What Not To Say To a Single Girl (Single Girl Series, Part 1)

Welcome to the Single Girl Series! Every week in February, everyone's favorite month of the year to be single, I'll be posting something for the single girls out there. Why? Because I'm in this along with you!

Today, I'm walking through four things I hear often and why, even though the sentiment is often heartfelt and well-intentioned, they aren't great things to say. 

1. "Be a girl worth pursuing."
This is one of my least favorite things to hear. When someone says this to me, I don't hear anything except "you are not good enough," "no one would want to date a girl like you." This is never what people mean. What they mean is: are you focusing on a relationship with Jesus? are you taking care of yourself? are your own affairs in order so that you'll be prepared to enter into a relationship when the opportunity arises? No matter how it's said, this always comes across as an insult. 
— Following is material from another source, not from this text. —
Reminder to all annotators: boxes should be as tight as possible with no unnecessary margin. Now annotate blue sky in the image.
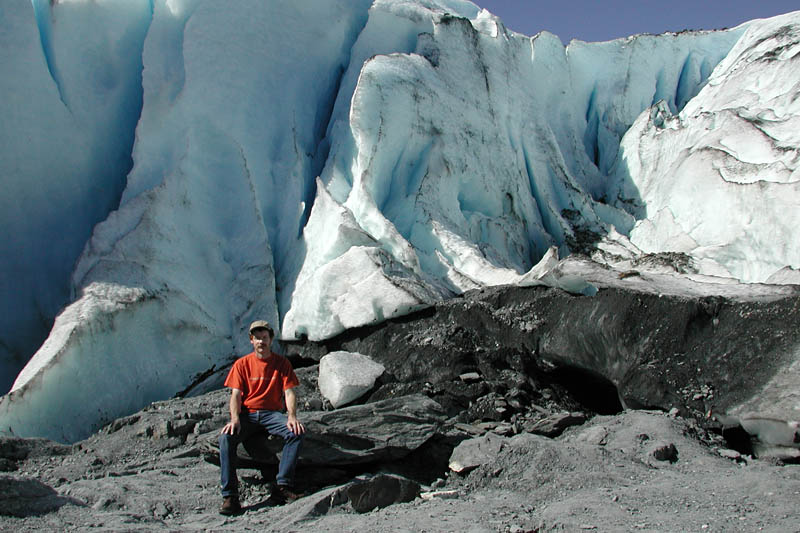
[472,0,800,42]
2. "Focus on working through (x)."
This is one that's hard for me. I actually 100% agree with this sentiment. Our time as single women is a gift. We get time to worry about ourselves exclusively. We can focus on God. We can focus on our purpose. We can focus on working through the lies we believe and the insecurities that bind us. But as I sat in the car with my sister one night hearing these words, again, all I heard was "You are too broken to be loved," "Until you fix yourself, you will not be loved." I know my sister's heart. I know she didn't mean that. And when I told her that's what I heard, she immediately apologized and restated what she meant. She wanted to remind me of the gift singleness is. It's true. However, this is an easy statement for Satan to use to throw lies at us. 

3. "I'm sure you'll meet someone any day now."
Unless the Lord Himself in his kindness and mercy gave you a prophetic vision about my love life, I don't want to hear your predictions about when I'll find "the one." The reality is, none of us know when that person will show up. It could be someone I've already met and overlooked, could be someone who lives in another country, could be the guy four seats down at the bar that I'll meet in three weekends. To me, this one comes across as a meaningless platitude, something said to fill the space. 

4. "You know, a boyfriend won't fix your problems."
I do know that. A lot of times when I'm sad about being single, it's not really about a guy at all. It's about loneliness. And even though Jesus is the only one who can sustain us and fill us, loneliness still creeps in. Instead of reminding someone that what they want won't fix them, remind them of what WILL. Be willing to enter into the loneliness with them. Sometimes all I want is a movie night and a hug!

5. "Treat Jesus like your boyfriend."
Yes. Jesus fulfills our every need. Any belief that a man on this earth could fill better than Jesus is a lie. However, this image of  Jesus as my boyfriend has never worked for me. Sometimes, if I'm being honest, Jesus is intangible. I don't feel his presence, don't get to hear his laughter when I tell a funny story. Jesus doesn't buy me tacos or bring me sour gummy worms. Can He do way more than that? Absolutely. But again, this statement misses the point.